Let me give you some background first ...
I've had a Dexcom since Feb 2007 and never applied for my insurance to cover it. Everything I saw said they wouldn't cover it anyway. Then after I heard they were approving on a case-by-case basis, I had my Dr/Endo office send a letter of Medical Necessity to them back in April. They sent me a form letter denial saying it wasn't covered in my policy and was investigational. I spoke to Dexcom and they had a "specialist" for this so I gave them all my info. They sent an appeal letter and once again I was denied. This time they sent a better form letter that at least specified 5 criteria for the denial.

They were:
• The technology must have the final approval from the appropriate government regulatory body. This applies to drugs, biological products, devices, and other products/procedures that must have approval from the U.S. Food and Drug Administration (FDA) or another federal authority before they can be marketed. Interim approval is not sufficient.

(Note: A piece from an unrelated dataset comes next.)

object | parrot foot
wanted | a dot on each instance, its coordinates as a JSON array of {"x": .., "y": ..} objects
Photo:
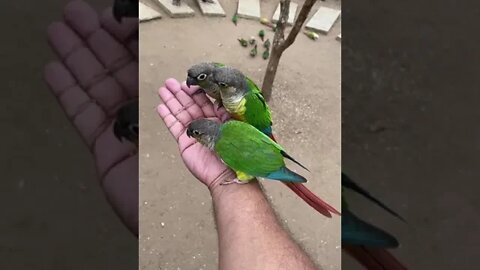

The condition for which the technology is approved must be the same as that BCI is evaluating.
• The scientific evidence must permit conclusions concerning the effect of the technology on health outcomes. The evidence should consist of current published medical literature and investigations published in peer-reviewed journals. The quality of the studies and consistency of the results will be considered. The evidence should demonstrate that the technology can measure or alter physiological changes related to a Disease, injury, Illness, or condition. In addition, there should be evidence that such measurement or alteration affects health outcomes.
• Technology must improve the net health outcome. The technology’s beneficial effects on health outcomes should outweigh any harmful effects on health outcomes.
• The technology must show improvement that is attainable outside the investigational setting. Improvements must be demonstrated when used under the usual conditions of medical practice.
• The technology must be as beneficial as any established alternatives.

I had some assitance with the attached letter from a man that says he has written several winning appeal letters. It's a little more heavy handed than I normally would write. I've removed the personal info and you will need to put yours in there. Be sure that you edit any other info that doesn't apply. Good luck...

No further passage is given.